12:47Il est urgent qu'on puisse appliquer.
12:49Il y a des régulations européennes, tout de même, sur ces sujets.
12:53Les pensez-vous robustes ? Pensez-vous que l'Europe est assez forte pour taper au portefeuille
13:03le réseau X ou META ? Si Trump tape sur la table en disant « je vous augmente les
13:10droits de douane de 30% » ?
13:12Ce sont des rapports de force.
13:14Mais d'abord, je voudrais quand même rappeler qu'il y a une législation, une réglementation,
13:19que dans les différents États européens, il y a eu le DSA au niveau de la Commission
13:26européenne.
13:27Et donc, il n'y a pas une liberté d'expression ou une manière de parler qui est absolument
13:32sans limites ou sans sanctions.
13:33Il y a des juges…
13:34En pratique, oui.
13:35Puisque non.
13:36Ce n'est pas vrai.
13:37Aujourd'hui, il n'y a pas de sanctions, par exemple.
13:38Non, mais attendez.
13:39Il ne faut pas raconter n'importe quoi.
13:40Il y a des limites à la liberté d'expression et il y a des sanctions qui peuvent être
13:42prises.
13:43Qui peuvent être prises, mais qui ne sont pas prises.
13:44C'est ça, le problème.
13:45Qui peuvent être prises.
13:46Vous avez une décision, par exemple, sur un autre sujet qui était celle de l'ARCOM,
13:51avec une décision du Conseil d'État d'envisager différemment le pluralisme.

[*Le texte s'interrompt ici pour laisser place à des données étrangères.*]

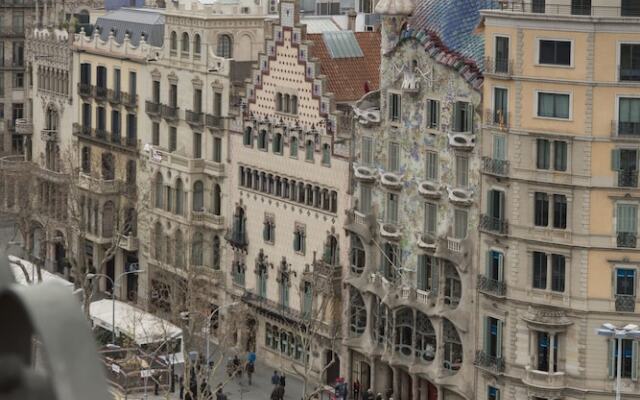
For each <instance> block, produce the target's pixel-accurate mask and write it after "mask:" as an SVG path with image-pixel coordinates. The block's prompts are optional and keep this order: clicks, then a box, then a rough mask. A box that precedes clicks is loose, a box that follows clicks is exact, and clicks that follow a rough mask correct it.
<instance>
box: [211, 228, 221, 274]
mask: <svg viewBox="0 0 640 400" xmlns="http://www.w3.org/2000/svg"><path fill="white" fill-rule="evenodd" d="M211 267H212V268H213V269H215V270H219V269H220V237H219V236H218V235H215V236H214V237H213V241H212V242H211Z"/></svg>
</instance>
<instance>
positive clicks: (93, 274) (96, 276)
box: [85, 270, 144, 343]
mask: <svg viewBox="0 0 640 400" xmlns="http://www.w3.org/2000/svg"><path fill="white" fill-rule="evenodd" d="M141 272H144V270H134V271H129V272H123V273H121V274H120V275H118V276H117V277H116V279H111V277H110V276H109V275H105V274H87V277H86V278H85V279H89V280H91V279H93V278H96V277H102V278H107V279H108V280H109V282H111V286H112V289H111V304H112V305H111V341H112V342H113V343H115V342H116V288H117V287H118V286H119V285H118V282H120V279H122V277H123V276H125V275H129V274H139V273H141Z"/></svg>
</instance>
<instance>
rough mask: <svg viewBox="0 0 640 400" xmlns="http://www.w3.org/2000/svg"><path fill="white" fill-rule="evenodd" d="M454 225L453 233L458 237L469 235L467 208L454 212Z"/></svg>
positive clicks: (462, 236)
mask: <svg viewBox="0 0 640 400" xmlns="http://www.w3.org/2000/svg"><path fill="white" fill-rule="evenodd" d="M453 219H454V227H453V235H454V237H455V238H456V239H465V238H466V237H467V219H468V213H467V211H466V210H455V211H454V212H453Z"/></svg>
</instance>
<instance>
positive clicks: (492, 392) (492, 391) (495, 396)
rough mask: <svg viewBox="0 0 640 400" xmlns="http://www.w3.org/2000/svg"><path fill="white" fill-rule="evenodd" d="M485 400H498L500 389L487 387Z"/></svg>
mask: <svg viewBox="0 0 640 400" xmlns="http://www.w3.org/2000/svg"><path fill="white" fill-rule="evenodd" d="M487 400H500V389H498V388H496V387H493V386H489V387H488V388H487Z"/></svg>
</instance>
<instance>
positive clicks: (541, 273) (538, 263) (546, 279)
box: [533, 251, 547, 289]
mask: <svg viewBox="0 0 640 400" xmlns="http://www.w3.org/2000/svg"><path fill="white" fill-rule="evenodd" d="M533 287H534V288H535V289H546V288H547V255H546V254H545V253H542V252H539V251H534V252H533Z"/></svg>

13:54Donc, il y a des juges qui peuvent tout à fait prendre des décisions.
13:56Au Brésil, il y a eu ça, c'est-à-dire qu'il y a eu le juge brésilien qui a suspendu
14:00l'accès à X pendant une durée d'un mois et finalement, il a fait plier X.
14:05Donc, vous avez la possibilité, avec des moyens, d'autocorrer l'action.
14:10Ils ont pu le faire, donc on peut espérer que c'est possible.